Sragen, Jawa Tengah – Satresnarkoba Polres Sragen berhasil membongkar jaringan peredaran obat berbahaya di Sragen dengan menyita sedikitnya 4.621 butir pil ilegal dari seorang pemuda asal Aceh berinisial S (19). Tersangka ditangkap di sebuah kamar kos di wilayah Kelurahan Nglorog, Kecamatan Sragen, beserta barang bukti senilai puluhan juta rupiah yang diduga siap edar.
Kapolres Sragen AKBP Dewiana Syamsu Indyasari, melalui Kasat Narkoba AKP Luqman Effendi, mengungkapkan bahwa penangkapan ini bermula dari laporan masyarakat yang mencurigai aktivitas di lokasi tersebut.

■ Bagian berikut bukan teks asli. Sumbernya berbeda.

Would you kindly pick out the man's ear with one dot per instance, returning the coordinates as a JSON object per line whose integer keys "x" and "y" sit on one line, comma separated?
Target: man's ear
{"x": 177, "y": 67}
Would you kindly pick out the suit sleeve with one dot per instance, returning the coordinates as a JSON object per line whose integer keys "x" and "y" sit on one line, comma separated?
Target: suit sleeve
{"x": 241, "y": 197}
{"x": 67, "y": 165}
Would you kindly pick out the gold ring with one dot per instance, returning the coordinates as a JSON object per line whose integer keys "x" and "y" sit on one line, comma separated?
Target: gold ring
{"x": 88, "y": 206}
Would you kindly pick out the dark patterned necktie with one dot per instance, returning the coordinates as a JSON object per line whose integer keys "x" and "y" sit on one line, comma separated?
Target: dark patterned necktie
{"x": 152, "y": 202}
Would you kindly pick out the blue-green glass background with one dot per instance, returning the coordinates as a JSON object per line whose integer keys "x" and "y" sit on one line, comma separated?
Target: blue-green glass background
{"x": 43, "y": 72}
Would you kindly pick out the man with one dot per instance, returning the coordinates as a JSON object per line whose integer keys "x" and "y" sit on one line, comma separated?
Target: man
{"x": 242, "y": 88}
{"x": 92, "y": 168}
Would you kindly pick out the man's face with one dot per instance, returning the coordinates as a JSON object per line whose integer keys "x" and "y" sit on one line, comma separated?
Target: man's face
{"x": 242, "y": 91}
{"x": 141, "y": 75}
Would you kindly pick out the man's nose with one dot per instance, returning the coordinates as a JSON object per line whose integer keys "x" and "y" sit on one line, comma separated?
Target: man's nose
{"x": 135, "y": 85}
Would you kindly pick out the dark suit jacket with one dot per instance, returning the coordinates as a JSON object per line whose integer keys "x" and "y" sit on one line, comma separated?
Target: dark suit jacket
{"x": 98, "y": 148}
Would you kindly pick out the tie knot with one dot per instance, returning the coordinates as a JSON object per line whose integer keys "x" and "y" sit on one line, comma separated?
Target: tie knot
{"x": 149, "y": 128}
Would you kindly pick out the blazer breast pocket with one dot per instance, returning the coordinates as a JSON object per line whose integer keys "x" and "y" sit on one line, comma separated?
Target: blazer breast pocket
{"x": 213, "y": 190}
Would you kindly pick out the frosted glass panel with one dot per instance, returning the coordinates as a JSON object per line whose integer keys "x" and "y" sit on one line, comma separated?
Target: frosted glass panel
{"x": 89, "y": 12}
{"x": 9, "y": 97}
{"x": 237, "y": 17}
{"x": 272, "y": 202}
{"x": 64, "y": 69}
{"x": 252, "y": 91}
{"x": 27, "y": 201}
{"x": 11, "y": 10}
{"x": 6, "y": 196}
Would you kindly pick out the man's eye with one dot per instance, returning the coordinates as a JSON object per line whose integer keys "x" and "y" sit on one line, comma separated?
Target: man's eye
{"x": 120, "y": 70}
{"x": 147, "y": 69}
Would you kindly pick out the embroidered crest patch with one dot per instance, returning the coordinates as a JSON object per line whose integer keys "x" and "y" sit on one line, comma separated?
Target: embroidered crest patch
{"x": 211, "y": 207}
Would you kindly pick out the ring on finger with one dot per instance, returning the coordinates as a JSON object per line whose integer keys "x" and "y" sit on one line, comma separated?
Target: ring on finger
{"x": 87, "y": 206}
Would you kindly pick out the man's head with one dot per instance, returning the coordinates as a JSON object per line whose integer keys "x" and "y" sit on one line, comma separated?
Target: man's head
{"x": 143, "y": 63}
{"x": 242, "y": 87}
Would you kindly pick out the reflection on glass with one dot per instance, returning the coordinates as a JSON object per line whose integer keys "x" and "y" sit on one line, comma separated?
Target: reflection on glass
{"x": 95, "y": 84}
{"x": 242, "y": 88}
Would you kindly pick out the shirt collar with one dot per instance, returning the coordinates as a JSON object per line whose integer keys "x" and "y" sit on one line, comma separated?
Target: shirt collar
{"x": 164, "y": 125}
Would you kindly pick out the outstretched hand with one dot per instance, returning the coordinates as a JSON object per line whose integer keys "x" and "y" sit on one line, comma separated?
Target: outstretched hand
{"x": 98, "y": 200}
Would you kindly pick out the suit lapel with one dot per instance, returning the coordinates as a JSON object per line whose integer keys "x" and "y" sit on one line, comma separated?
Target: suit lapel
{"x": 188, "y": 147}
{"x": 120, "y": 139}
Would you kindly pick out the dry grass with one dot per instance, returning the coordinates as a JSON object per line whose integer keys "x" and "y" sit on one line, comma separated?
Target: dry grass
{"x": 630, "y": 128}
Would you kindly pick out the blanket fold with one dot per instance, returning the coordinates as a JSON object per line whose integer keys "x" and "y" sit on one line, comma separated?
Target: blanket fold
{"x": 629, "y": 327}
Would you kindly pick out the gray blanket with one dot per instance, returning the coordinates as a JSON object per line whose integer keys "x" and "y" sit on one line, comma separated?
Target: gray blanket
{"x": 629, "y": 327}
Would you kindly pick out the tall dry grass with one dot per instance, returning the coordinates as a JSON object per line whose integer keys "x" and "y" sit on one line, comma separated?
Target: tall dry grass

“Petugas melakukan penyelidikan dan berhasil mengamankan terduga pelaku beserta ribuan butir obat-obatan terlarang,” ujar AKP Luqman, Rabu (8/4/2026).
Barang Bukti Senilai Rp25,7 Juta
Dalam penggeledahan yang disaksikan warga setempat, polisi menemukan ribuan butir obat dalam kemasan perak. Rincian barang bukti meliputi 3.121 butir pil Trihexyphenidyl dan 1.500 butir obat jenis lain dalam kemasan serupa. Selain itu, polisi menyita satu unit telepon genggam yang diduga digunakan untuk bertransaksi.
Berdasarkan hasil pemeriksaan awal, tersangka S mengaku membeli obat-obatan tersebut dari seseorang berinisial A dengan nilai transaksi mencapai Rp25,7 juta. Selain dikonsumsi pribadi, ribuan pil tersebut direncanakan untuk dijual kembali guna meraup keuntungan finansial.